True, his father Sherlock did understand Phineas' love for the woman to a certain extent—Uncle John said that Sherlock had loved Phineas' mother very much indeed, to have even engaged in the activity which had led to Phineas' birth. He couldn't fault his uncle's assessment, because in his twenty years he had never seen his father look twice at a woman—or even a man—the way that he would gaze at a certain unnamed photograph in his study. The woman was beautiful, and it was obvious she was his mother from the shape of her mouth and eyes, but Sherlock never once mentioned her name.

Phineas sometimes wished he knew her name, knew of how she had died so shortly after his birth—the only thing he had pried out of his father about her death was that she had not died of childbirth or sickness. That only left suicide or murder, and his father was wistful in recollecting her rather than forlorn which pointed to murder. Not even Uncle John would speak to him of it, although it was obvious that her death had not been a peaceful one from Uncle John's body language, and that she had not led a docile life if the great Sherlock Holmes had been captivated by her. Aunt Mary claimed to have never known The Woman, as Phineas referred to her in his mind. Nana Hudson petted at his hair and smoothed her old, wrinkled hands against his cheeks and said that his mother would be proud of his adventures, as The Woman had been an adventuress herself.

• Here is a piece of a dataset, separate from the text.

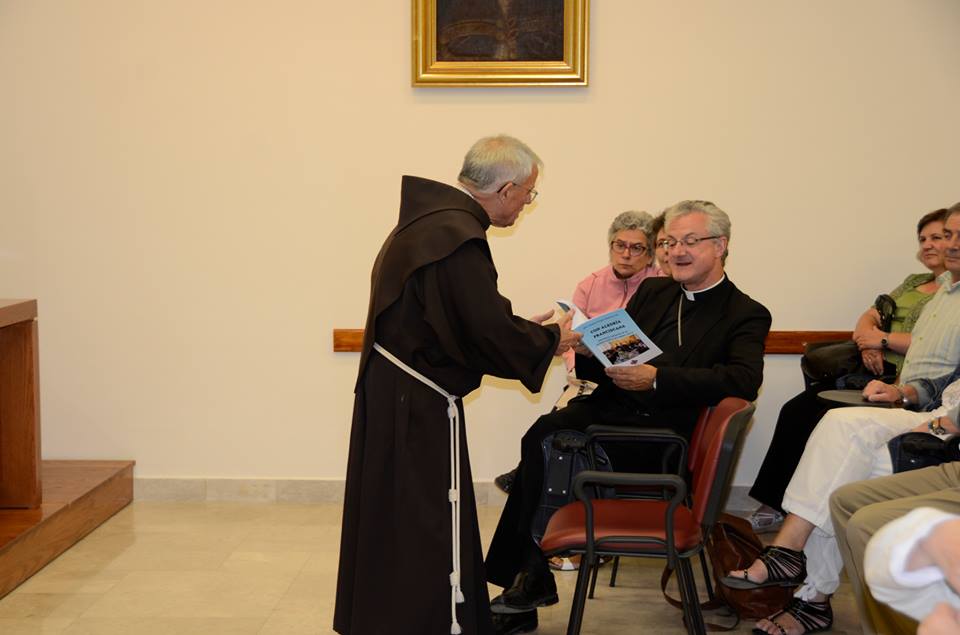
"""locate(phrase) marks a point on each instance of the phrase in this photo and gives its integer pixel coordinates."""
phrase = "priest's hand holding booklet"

It was important, therefore, that he marry Anita Caldwell because Anita was perfectly boring. She was smart, had a great understanding of the world around her, but a nice unwillingness to learn of the machinations which made that world work. She might not be his ideal choice—a woman with enough fire in her to catch his full and complete attention would, of course, be as unsuitable to him as The Woman had been to his father—but she would at least survive. Boring people, unnoticed people, were never high on the hit-lists made by the enemies of smart, high profile people. At least, if they were they weren't murdered.

Phineas fully planned on living the boring domestic life which Uncle John had so taken to, with only a side of the adventures his father had introduced to him at a young age. He also hoped to live a long happy life with Anita, and to take care of his father in his advancing age—the man would be sixty in five years, and his long and brutally active life was catching up with him. Unfortunately, Phineas never got the opportunity.

Five years after their marriage, and only shortly after he and Anita found that they were to be parents, war had broken out on the continent. Before the next year was out, Phineas Holmes was dead—fodder for a machine gun—leaving Anita Holmes to raise his son Albert and to look after his aging father Sherlock.